Avec pour seuls  instruments, le chalumeau et le kärcher qui permet d’arrêter l’action de la chaleur, l’artiste engage une lutte avec  les éléments hétéroclites du quotidien et attaque au lance flamme containers, poubelles, boîtes, jouets ou phares de voitures. Sous l’action des hautes températures, les éléments se transforment et génèrent des formes variées. Bulles et boursouflures, béances et dentelles, effets de cristallisation et « caramélisation » apparaissent sur les surfaces vivement colorées. Cette maîtrise de la matière en fusion qui exige précision du geste et concentration rappelle certaines pratiques traditionnelles des « arts du feu ».

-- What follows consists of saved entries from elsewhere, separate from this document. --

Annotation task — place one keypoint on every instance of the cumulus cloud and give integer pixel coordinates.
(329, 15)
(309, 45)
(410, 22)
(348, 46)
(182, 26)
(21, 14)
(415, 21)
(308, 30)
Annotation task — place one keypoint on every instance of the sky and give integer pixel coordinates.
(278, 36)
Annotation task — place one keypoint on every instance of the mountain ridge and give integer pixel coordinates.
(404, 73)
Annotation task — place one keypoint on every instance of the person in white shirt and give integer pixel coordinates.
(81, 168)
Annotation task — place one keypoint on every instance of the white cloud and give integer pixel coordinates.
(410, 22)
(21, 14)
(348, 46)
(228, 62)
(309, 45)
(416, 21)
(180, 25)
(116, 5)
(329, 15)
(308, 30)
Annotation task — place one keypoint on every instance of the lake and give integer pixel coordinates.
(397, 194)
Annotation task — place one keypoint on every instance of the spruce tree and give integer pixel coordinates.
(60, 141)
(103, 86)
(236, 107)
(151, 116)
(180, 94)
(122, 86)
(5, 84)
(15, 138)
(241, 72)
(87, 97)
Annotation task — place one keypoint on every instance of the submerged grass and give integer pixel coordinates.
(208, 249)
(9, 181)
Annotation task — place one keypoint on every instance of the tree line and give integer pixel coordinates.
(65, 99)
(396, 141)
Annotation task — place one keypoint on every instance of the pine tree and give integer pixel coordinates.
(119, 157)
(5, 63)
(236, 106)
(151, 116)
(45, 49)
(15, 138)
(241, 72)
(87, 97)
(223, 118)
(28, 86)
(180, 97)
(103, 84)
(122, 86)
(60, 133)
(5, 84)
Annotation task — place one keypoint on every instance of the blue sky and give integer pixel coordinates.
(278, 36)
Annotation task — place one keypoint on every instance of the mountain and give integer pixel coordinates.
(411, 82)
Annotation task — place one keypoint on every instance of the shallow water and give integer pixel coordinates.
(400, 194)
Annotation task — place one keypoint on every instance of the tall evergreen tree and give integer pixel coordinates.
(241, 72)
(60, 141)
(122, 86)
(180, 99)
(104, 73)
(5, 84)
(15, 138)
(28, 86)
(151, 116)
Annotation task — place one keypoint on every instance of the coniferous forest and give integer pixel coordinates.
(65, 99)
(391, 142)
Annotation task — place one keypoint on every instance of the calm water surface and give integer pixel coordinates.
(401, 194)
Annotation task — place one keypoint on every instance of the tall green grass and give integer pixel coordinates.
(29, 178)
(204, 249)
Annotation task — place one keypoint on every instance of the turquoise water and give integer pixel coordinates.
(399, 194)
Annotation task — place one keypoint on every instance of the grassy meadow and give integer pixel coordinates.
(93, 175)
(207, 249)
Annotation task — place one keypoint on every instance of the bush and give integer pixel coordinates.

Anita Molinero opère ici un renversement en ramenant des matériaux dérivés de la pétrochimie à leurs composants originels par des procédés de transformation évoquant une action alchimique ou volcanique. Ainsi, Hérissé et cramé  fait surgir des figures expressives et un décor naturel  donnant l’illusion des grands espaces désertiques du Far West.

Du 5 juillet au 28 septembre 2014,  un ensemble d’œuvres de l’artiste acquis par le musée sera présenté parallèlement dans les collections permanentes.